Воевода надел тяжелый шишак и проверил, легко ли вынимается из ножен меч. Для старшей дружины, побывавшей с ним не в одном походе, это был знак: быть настороже. Воинам не нужно было ничего объяснять, они видели, как поскакал Гирей. Выехав из лощины, дружина рассыпалась, чтобы не быть скученной в случае внезапного нападения.

«Напрасно я взял княжича. Если с ним что плохое случится, старый князь не помилует», — подумал Ростислав и пустил кобылу вскачь.

Его растянувшаяся по лесной дороге дружина готова была, как только свистнет первая литовская стрела, закрыться щитами. Но все было спокойно, лишь молодой березняк качался от ветра.

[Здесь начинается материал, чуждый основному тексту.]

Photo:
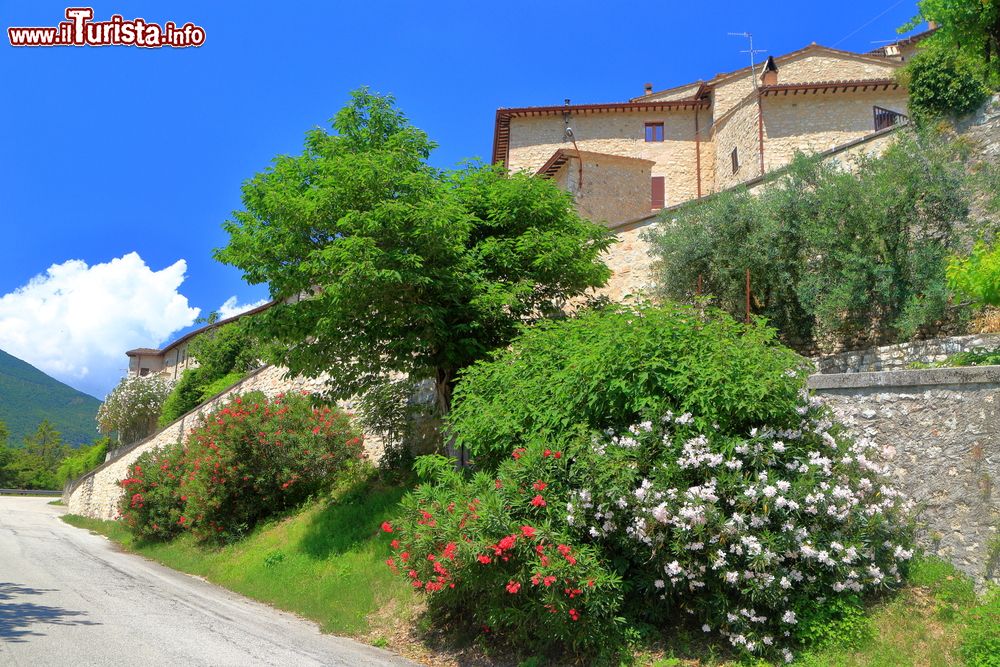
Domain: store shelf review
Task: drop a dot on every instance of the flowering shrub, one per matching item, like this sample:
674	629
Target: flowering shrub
251	458
739	528
151	504
132	407
498	553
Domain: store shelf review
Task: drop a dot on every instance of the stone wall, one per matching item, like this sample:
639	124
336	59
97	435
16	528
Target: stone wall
534	140
814	123
901	356
96	494
614	188
943	430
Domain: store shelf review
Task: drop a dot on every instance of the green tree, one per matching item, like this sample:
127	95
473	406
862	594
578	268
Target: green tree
856	257
35	464
402	268
970	28
132	408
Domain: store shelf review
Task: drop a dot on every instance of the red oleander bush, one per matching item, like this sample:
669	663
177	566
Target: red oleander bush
250	459
674	459
151	504
496	553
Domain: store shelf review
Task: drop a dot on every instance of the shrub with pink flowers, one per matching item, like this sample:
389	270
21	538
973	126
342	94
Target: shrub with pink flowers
681	509
251	458
496	552
151	504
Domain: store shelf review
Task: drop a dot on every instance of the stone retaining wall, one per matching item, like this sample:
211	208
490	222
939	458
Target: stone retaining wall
96	494
899	357
944	427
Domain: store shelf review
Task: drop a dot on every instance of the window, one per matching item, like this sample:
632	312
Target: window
885	118
657	198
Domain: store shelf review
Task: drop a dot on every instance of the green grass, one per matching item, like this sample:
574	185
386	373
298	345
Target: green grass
325	562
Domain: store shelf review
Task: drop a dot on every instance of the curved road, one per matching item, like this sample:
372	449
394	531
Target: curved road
68	597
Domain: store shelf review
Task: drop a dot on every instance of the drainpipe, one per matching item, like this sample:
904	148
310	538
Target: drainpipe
697	151
760	129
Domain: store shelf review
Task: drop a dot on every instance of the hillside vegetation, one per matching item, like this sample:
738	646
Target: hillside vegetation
28	396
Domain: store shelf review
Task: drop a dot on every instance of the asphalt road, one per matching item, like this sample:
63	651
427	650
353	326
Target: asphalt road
68	597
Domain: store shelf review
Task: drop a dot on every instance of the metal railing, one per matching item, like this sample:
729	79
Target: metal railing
29	492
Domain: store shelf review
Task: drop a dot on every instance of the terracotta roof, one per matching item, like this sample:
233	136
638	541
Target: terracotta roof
852	85
871	57
501	132
191	334
141	351
562	155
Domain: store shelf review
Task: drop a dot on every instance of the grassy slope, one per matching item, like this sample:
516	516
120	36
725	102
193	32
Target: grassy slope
27	396
326	562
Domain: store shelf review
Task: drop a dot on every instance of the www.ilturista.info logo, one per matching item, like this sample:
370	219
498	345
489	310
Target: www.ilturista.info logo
81	30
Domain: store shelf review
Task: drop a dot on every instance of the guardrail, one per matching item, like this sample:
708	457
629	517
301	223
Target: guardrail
29	492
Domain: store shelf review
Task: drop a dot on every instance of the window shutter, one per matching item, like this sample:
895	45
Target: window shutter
658	198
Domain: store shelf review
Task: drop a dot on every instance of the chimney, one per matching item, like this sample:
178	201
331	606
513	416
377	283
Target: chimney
770	76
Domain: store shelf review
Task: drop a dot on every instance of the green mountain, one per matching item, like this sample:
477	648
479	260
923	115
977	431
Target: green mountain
27	396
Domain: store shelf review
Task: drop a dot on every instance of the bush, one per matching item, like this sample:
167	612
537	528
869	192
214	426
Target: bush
981	637
833	256
82	461
255	457
490	556
250	459
977	275
151	504
132	408
606	369
676	453
943	84
225	355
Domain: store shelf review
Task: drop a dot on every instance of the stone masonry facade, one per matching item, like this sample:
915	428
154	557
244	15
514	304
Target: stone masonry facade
942	428
96	494
904	355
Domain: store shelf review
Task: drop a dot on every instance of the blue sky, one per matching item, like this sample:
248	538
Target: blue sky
118	165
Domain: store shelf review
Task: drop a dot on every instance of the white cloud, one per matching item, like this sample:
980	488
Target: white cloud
231	307
75	322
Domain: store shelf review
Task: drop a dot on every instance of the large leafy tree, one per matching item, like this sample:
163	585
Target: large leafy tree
970	29
385	265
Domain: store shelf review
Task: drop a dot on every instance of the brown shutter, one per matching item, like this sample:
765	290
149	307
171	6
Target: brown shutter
658	198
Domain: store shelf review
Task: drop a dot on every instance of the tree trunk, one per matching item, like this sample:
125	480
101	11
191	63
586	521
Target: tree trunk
444	386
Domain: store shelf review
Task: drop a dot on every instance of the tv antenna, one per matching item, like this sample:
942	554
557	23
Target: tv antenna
752	51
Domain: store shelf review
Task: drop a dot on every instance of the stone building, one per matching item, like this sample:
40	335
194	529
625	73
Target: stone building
625	161
172	360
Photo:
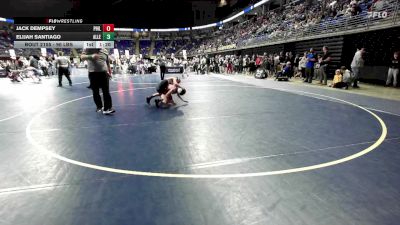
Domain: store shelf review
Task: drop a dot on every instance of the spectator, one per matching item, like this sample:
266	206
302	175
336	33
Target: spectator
393	70
338	80
356	65
317	68
310	66
325	62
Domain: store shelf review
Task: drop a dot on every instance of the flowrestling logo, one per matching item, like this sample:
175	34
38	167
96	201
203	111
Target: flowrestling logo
379	15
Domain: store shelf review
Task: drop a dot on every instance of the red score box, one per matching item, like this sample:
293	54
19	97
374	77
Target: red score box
108	27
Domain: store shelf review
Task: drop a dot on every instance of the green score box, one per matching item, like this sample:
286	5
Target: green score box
108	36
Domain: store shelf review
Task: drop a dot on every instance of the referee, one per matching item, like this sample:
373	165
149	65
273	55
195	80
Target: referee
63	63
99	75
163	68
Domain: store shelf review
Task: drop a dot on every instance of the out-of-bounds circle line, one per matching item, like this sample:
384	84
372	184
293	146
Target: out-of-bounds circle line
212	176
12	117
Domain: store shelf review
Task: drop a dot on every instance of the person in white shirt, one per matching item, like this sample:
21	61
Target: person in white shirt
356	65
43	65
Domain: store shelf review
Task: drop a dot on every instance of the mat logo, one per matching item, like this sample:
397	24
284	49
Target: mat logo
374	15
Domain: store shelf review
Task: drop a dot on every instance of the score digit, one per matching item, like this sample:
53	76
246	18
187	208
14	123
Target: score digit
108	27
108	36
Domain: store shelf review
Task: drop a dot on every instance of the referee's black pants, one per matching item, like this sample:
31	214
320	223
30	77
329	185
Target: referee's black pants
162	72
100	80
63	71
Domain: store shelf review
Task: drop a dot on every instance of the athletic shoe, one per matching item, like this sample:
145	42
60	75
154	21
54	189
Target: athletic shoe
157	101
108	111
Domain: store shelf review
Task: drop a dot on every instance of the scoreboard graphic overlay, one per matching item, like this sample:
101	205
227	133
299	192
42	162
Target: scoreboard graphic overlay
61	33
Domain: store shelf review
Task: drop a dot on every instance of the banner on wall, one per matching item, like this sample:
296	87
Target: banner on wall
116	53
12	53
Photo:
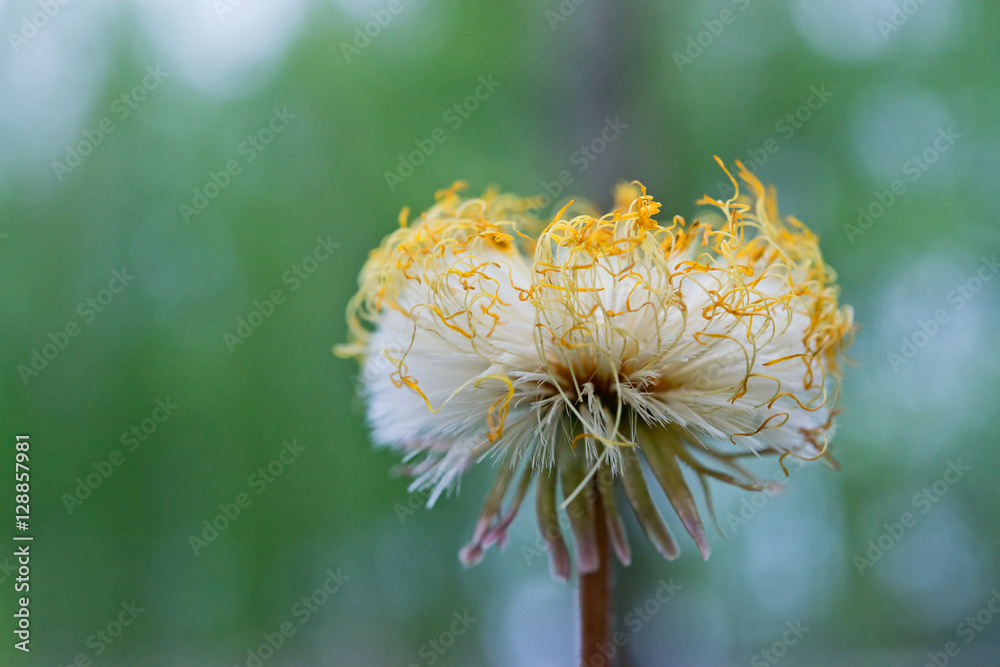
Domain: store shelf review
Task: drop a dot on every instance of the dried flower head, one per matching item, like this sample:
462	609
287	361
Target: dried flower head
575	353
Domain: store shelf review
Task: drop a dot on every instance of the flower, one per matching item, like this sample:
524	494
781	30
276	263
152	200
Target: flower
572	354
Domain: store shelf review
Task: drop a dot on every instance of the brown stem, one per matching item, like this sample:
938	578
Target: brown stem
596	596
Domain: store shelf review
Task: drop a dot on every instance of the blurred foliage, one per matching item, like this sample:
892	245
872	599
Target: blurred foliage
338	505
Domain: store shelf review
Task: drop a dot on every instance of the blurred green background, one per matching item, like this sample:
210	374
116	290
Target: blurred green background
117	115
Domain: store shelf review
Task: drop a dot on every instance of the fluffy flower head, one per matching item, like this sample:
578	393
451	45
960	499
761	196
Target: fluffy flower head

Почуяв близость воды, воеводина кобылка нетерпеливо заржала. Из-за холма за ельником донесся возмущенный вороний грай. Птиц кто-то спугнул, они бестолково закружили в воздухе. Поднявшись на холм, старый воевода увидел спешившегося Гирея, рядом с которым, беспокойно прядая ушами, пощипывала траву его косматая лошадка. Сам татарин присел на корточки и задумчиво рассматривал что-то.

По мере того как воевода приближался, ему открывалась ужасная картина. На небольшой поляне лежало несколько тел. Похоже, смерть настигла литовцев внезапно, потому что лишь немногие успели извлечь сабли из ножен. Одни были зарублены, на телах других он заметил глубокие колотые раны. Воевода спешился. Прямо перед ним в траве, вытянув вперед руку, лежал литовец в островерхой шапке. Из спины у него торчал обломок тонкого копья, — вероятно, бил конный, с наезда, оценил воевода, потому что копье прошло через латы насквозь и вышло с другой стороны. Пальцы мертвеца сжимали саблю со следами крови на лезвии.

Воевода пошел по кровавому следу, что вел к орешнику. Из кустарника выглядывали ноги в желтых сапогах с загнутыми носками. Ростислав взглянул на одежду и лицо убитого — тоже литовец.

Кривой удивился, что новые сапоги, хорошей телячьей кожи, не сняли, равно как не раздели и других убитых. Около одного из литовцев валялась россыпь золотых и серебряных монет русской чеканки. Воевода не побрезговал, собрал их и ссыпал в свой потертый кошель. Теперь все стало ясно: схватка произошла между своими же из-за дележа сокровищ, захваченных в разбитом обозе.